Great idea! You'll have to post a pic of the first yote slayed!


----------



## Huge29 (Sep 17, 2007)

Nice work! I saw one made out of a gas station refillable cup once too, similar idea.


----------



## drsx (Sep 8, 2010)

Awesome!


----------



## polarbear (Aug 1, 2011)

Awesome! You're a genius. What are the specs on the power horn and amplifier? Model? Watts? etc? Thanks.


----------



## stimmie78 (Dec 8, 2007)

I have the same parts... minus the box.. But I have a spool of 100ft of wire so I can put the speaker under a bush far from me and run the mp3 player. I've had them howling back at me once a few years ago... but nothing has come in to see me.. I use the sounds on varmintals all the time trying though..


----------



## Last Man Standing (Dec 7, 2011)

stimmie78 said:


> I have the same parts... minus the box.. But I have a spool of 100ft of wire so I can put the speaker under a bush far from me and run the mp3 player. I've had them howling back at me once a few years ago... but nothing has come in to see me.. I use the sounds on varmintals all the time trying though..


The spool of extra cable is a good Idea. What I do is make a 10 minute gap of silence at the beginning of my calls to give me time to get into position. Then I run a sequence I made up of Varmint Al's stuff, with intermittent 2-5 minute periods of silence. It's around 20 minutes long. I figure that if nothing comes during that, It's time to move on to a new spot.


polarbear said:


> Awesome! You're a genius. What are the specs on the power horn and amplifier? Model? Watts? etc? Thanks.
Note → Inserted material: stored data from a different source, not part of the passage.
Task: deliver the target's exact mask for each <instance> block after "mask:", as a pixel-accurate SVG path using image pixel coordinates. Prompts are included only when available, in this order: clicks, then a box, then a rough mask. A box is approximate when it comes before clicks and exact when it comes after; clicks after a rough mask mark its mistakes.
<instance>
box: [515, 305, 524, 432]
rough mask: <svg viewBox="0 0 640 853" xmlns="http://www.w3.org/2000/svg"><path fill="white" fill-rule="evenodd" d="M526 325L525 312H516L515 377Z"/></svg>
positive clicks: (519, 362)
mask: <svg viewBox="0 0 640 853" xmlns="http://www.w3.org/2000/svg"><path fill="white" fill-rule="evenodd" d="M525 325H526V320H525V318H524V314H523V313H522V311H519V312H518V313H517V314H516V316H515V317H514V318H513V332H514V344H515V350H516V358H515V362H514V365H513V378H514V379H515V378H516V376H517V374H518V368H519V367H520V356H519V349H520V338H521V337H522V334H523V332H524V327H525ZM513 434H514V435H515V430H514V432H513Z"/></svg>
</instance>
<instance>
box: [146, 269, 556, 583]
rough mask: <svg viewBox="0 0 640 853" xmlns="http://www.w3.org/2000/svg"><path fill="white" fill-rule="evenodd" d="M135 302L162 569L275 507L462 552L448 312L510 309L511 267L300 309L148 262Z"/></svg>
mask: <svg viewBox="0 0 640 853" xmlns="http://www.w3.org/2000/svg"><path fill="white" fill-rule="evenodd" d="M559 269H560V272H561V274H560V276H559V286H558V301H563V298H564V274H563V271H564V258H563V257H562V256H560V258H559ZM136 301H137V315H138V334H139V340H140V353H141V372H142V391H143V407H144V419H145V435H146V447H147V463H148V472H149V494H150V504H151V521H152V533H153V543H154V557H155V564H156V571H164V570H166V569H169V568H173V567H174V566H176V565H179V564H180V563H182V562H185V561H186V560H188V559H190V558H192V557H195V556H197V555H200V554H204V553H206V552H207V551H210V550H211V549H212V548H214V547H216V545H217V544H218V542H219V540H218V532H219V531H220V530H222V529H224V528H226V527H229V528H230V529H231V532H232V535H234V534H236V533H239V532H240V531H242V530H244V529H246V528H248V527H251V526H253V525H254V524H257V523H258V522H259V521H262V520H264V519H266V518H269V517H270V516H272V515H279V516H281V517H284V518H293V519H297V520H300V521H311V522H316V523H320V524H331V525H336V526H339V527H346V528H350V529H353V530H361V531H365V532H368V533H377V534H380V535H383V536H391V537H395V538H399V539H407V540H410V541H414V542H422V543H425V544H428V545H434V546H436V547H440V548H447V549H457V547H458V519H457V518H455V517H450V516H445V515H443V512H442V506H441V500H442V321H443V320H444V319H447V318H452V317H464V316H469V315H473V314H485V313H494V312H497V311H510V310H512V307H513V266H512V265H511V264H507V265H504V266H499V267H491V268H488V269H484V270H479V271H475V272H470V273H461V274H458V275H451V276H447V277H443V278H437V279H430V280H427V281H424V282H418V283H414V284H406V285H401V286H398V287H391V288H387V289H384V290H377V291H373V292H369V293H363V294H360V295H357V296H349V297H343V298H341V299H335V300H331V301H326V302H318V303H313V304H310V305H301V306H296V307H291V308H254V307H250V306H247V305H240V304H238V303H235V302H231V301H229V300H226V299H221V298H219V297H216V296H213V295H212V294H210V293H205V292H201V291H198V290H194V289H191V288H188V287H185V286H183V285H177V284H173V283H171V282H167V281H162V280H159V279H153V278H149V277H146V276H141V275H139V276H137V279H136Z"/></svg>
Thank you sir haha I don't know all the info of the top of my head, but when I get home from class I can tell ya for sure.


----------



## stimmie78 (Dec 8, 2007)

I got my info years ago here:

http://www.nodakoutdoors.com/forums/vie ... 11&t=20626

There are all kinds of mods and differences ppl have done. Some are creating wireless stuff too so they don't have to run the spool of wire.. Specs and part numbers are on that link too.


----------



## polarbear (Aug 1, 2011)

I've always used mouth calls, mostly because I couldn't afford an electronic call. After reading this thread I made one. I got some calls from Varmint Al and ended up calling in a big yote on my 4th set using a mouse distress sequence. Thanks to Last Man Standing and Stimmie for the info.


----------



## Last Man Standing (Dec 7, 2011)

Way go polarbear! I'm happy to hear that the setup works for you. Keep on slayin them yotes!


----------